Holistic Legal Aid: Putting People at the Center of Justice

Updated: May 11

By Holly Hobart, Senior Program Director


For people in contact with the criminal justice system, the presenting legal issue is only one of several intersecting legal, health, family, economic, educational, housing, social, and/or other needs that affect the decisions that person will need to make, and which matter in terms of the outcome of their case and the life they will lead after their case has concluded. In other words, life is complicated, and the criminal justice system is no exception. In fact, the complexities regarding causes and consequences of interaction with the criminal justice system are exacerbated by deeply entrenched racism and marginalization of vulnerable groups. But one thing is certain in this complicated web - life circumstances affect legal outcomes and legal outcomes affect life circumstances.


The ILF’s mission is to ensure the provision of quality legal aid services to people who have been arrested or detained. We recognize that every person is more than just a legal case, and every case is more than just what happens in court. ILF lawyers seek to achieve the best possible case outcomes for clients and empower them to make decisions that will help them achieve their life goals. That is why the ILF has been expanding our capacity to provide holistic legal aid around the world.


Holistic legal aid is an approach to legal representation that appreciates and supports the whole person and puts their wants and needs at the center of every decision. It involves collaboration between the client and his/her/ their legal team in pursuit of the best possible life and legal outcomes, as defined by the client, in every case. It integrates legal and social support to both defend clients in court and respond to the causes and consequences of arrest by linking clients to other needed legal and non-legal resources, opportunities, and services. Importantly, the successful provision of holistic legal aid leads to more positive life outcomes for individuals and can help reduce strain on criminal justice systems. Holistic legal aid has been shown to reduce pretrial detention, custodial sentences, sentence length, and recidivism and to increase the likelihood of mental health treatment, employment, and education attainment.
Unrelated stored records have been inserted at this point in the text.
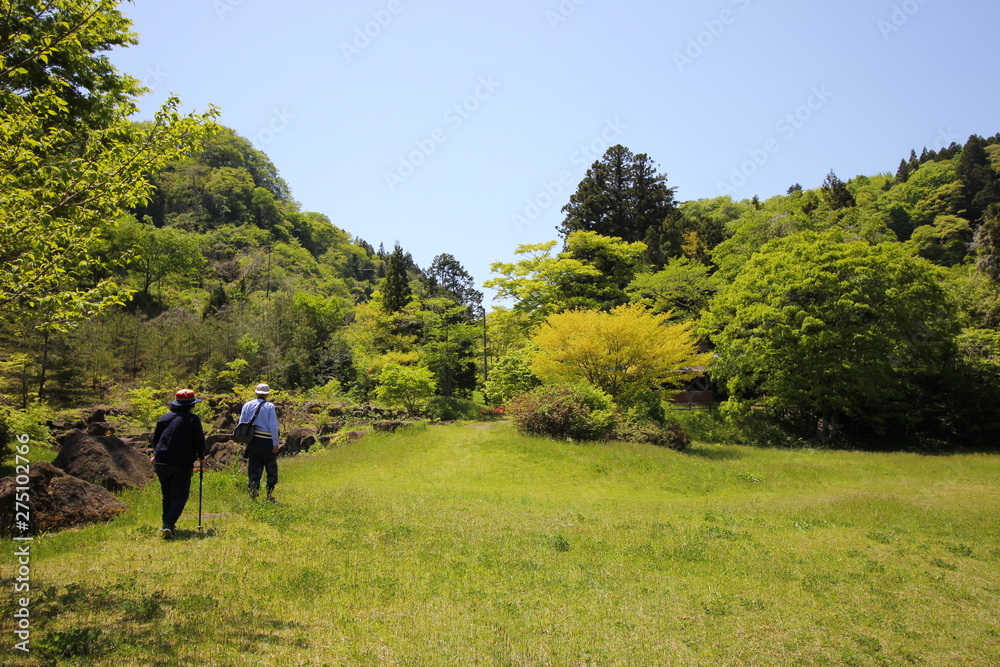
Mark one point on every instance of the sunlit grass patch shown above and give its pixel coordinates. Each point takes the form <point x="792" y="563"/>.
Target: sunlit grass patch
<point x="453" y="545"/>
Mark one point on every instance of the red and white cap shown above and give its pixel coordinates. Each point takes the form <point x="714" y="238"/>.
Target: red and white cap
<point x="184" y="397"/>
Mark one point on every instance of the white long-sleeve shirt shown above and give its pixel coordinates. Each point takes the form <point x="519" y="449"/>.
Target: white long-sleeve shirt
<point x="266" y="424"/>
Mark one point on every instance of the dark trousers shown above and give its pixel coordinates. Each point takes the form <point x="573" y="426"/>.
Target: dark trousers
<point x="175" y="486"/>
<point x="261" y="458"/>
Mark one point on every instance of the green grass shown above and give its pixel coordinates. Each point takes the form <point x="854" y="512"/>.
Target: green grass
<point x="457" y="545"/>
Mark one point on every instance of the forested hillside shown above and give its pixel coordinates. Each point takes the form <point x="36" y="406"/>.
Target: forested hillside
<point x="146" y="256"/>
<point x="858" y="312"/>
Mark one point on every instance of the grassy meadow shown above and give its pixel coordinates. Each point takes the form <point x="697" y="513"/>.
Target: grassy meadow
<point x="473" y="545"/>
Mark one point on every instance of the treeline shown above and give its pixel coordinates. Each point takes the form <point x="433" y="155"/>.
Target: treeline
<point x="231" y="282"/>
<point x="863" y="312"/>
<point x="143" y="256"/>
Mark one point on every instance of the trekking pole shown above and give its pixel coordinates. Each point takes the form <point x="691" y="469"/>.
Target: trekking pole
<point x="201" y="479"/>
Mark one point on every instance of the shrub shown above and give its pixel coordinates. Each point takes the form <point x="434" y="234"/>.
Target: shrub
<point x="407" y="387"/>
<point x="706" y="426"/>
<point x="670" y="434"/>
<point x="30" y="422"/>
<point x="449" y="409"/>
<point x="579" y="412"/>
<point x="510" y="376"/>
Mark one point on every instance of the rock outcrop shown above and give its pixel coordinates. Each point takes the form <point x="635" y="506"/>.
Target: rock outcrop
<point x="105" y="461"/>
<point x="55" y="500"/>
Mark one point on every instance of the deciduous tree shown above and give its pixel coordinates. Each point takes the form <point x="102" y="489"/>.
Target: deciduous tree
<point x="624" y="352"/>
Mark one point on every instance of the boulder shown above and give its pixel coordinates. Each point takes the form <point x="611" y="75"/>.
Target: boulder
<point x="100" y="429"/>
<point x="225" y="422"/>
<point x="221" y="454"/>
<point x="299" y="439"/>
<point x="390" y="425"/>
<point x="104" y="460"/>
<point x="56" y="500"/>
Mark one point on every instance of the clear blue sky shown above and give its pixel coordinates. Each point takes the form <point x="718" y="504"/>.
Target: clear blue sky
<point x="449" y="125"/>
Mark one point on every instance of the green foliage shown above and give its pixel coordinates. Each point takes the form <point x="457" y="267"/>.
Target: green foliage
<point x="31" y="421"/>
<point x="625" y="352"/>
<point x="444" y="408"/>
<point x="72" y="159"/>
<point x="621" y="196"/>
<point x="683" y="288"/>
<point x="592" y="273"/>
<point x="146" y="404"/>
<point x="817" y="328"/>
<point x="407" y="387"/>
<point x="669" y="434"/>
<point x="946" y="242"/>
<point x="987" y="244"/>
<point x="396" y="291"/>
<point x="564" y="411"/>
<point x="510" y="376"/>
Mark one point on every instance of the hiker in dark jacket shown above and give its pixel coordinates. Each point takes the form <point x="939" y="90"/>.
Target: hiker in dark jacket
<point x="178" y="441"/>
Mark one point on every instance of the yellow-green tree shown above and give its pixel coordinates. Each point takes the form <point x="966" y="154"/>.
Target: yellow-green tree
<point x="624" y="352"/>
<point x="71" y="158"/>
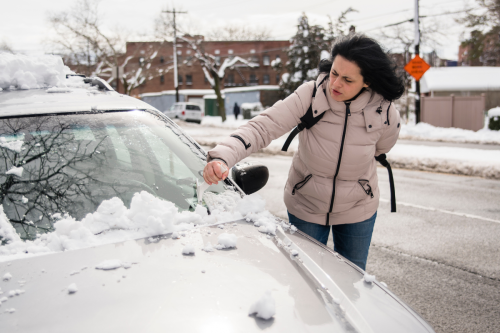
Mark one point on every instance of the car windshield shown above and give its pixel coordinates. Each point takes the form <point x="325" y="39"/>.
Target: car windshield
<point x="71" y="163"/>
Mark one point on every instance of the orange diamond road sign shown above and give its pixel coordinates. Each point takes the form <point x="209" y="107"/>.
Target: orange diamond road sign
<point x="416" y="67"/>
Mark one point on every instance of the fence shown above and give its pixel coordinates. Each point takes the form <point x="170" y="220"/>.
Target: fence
<point x="454" y="111"/>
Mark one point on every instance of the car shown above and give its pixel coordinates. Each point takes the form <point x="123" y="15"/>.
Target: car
<point x="186" y="111"/>
<point x="102" y="230"/>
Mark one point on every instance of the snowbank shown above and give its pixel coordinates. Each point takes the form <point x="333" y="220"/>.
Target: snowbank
<point x="147" y="216"/>
<point x="31" y="72"/>
<point x="495" y="112"/>
<point x="461" y="161"/>
<point x="426" y="132"/>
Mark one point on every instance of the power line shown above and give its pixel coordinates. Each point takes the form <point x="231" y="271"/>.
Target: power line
<point x="412" y="20"/>
<point x="176" y="83"/>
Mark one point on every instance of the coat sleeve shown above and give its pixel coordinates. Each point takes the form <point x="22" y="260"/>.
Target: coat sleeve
<point x="268" y="126"/>
<point x="391" y="133"/>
Photo credit: © Samar Hazboun for the International Legal Foundation

Elements of holistic legal aid have always been part of the ILF’s core practice principles including client-centered advocacy, early representation, and advocating for pretrial release and non-custodial measures. When legal aid providers begin representation as soon as possible after arrest and promptly conduct meaningful and confidential client interviews, it increases the possibility of learning more about their clients’ goals, lives, and social histories. This enables them to advocate against ongoing detention at the earliest possible opportunity, using clients’ social histories and verified community ties, as well as information about the facts of the case, to secure favorable conditions of release; and connect clients with resources, opportunities, and services. Holistic representation requires client-centered advocacy and collaboration between the defense team and the client to develop a plan of action that not only diverts the client away from the criminal justice system, but also helps the client forge a successful and productive life.
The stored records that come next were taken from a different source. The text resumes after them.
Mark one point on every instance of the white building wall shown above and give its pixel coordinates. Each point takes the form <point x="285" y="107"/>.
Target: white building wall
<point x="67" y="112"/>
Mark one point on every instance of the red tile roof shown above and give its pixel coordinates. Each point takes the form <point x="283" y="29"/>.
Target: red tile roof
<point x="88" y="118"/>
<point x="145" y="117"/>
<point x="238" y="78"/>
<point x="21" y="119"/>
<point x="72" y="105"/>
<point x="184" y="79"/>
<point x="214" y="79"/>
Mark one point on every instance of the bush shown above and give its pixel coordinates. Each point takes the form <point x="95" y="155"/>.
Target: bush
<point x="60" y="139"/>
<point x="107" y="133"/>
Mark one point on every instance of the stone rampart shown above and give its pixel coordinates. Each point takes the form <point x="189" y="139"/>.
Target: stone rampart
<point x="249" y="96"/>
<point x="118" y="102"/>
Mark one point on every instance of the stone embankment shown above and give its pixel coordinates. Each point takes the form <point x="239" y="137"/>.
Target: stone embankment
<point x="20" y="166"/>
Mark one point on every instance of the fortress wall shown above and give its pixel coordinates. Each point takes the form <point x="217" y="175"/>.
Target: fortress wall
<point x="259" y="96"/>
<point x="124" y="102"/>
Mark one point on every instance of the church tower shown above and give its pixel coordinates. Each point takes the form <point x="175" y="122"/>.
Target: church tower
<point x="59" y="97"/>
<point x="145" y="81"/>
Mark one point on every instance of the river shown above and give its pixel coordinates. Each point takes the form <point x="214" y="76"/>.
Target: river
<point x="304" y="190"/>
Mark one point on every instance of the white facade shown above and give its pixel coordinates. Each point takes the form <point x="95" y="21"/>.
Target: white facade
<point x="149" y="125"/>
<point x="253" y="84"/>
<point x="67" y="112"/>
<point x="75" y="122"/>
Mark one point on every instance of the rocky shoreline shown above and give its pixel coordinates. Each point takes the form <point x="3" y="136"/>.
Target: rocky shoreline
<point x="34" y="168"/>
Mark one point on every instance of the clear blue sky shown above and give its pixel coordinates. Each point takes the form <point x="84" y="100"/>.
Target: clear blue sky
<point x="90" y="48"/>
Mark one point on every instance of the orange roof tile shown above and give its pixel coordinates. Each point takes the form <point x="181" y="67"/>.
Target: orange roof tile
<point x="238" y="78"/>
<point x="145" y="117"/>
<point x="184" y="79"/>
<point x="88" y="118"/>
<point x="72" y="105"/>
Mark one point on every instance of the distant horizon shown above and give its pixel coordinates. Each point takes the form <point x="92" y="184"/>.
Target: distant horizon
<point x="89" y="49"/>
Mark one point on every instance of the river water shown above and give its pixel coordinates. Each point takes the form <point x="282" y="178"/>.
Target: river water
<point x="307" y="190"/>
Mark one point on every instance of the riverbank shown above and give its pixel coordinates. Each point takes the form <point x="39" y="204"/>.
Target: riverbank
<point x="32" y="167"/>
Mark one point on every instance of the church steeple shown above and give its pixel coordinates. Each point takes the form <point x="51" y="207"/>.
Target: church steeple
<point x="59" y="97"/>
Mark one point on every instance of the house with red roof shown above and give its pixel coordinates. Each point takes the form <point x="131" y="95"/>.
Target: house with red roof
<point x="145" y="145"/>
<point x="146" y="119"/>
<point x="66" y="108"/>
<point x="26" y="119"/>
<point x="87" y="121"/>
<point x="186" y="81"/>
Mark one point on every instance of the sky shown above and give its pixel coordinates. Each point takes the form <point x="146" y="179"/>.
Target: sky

As has been demonstrated in the United States where holistic legal aid has been pioneered, a critical component to success is a multidisciplinary defense team that can recognize and respond to clients’ social needs. One possible model for holistic legal aid involves embedding social workers in legal aid offices for close collaboration with the lawyers and clients. Rather than being duplicative to roles like state social workers, court probation officers, or child advocates, social workers embedded in legal aid offices fulfill one aspect of a multidisciplinary team necessary to ensure people-centered justice. Lawyers, however talented, can’t meet all their clients’ needs single-handedly. Social workers are needed to help assess clients’ needs, map available resources and services, contact providers, ensure informed, voluntary referrals of clients to appropriate social services, conduct follow up and report to the court on the case, if necessary, and much more.


To build our capacity for providing holistic legal aid, the ILF has made some exciting additions to our legal practice and teams. Our International Fellows Program engages experienced public defenders around the world to mentor ILF lawyers. In 2020, we expanded the Fellows program to social workers. We have since had four amazing social work fellows who have provided hundreds of hours of mentorship and training to our teams with a focus on building capacity around trauma-informed lawyering, roles and responsibilities of social workers on legal aid teams, and safely and effectively interviewing clients on psycho-social issues. We also hired our first full-time social workers in Afghanistan and Palestine with plans to hire more in other offices; and are working with renowned experts to continue to modify practices, build and manage multidisciplinary teams, and measure success.



Working in many different legal systems across country contexts, the ILF is uniquely positioned to pilot holistic legal aid programs around the world. We hope to be able to demonstrate that holistic legal aid is a critical piece of quality legal representation, to track outcomes and learnings, to explore models and templates for implementation, and eventually, to provide guidance on best practices to other legal aid providers who wish to adopt this people-centered approach to legal aid.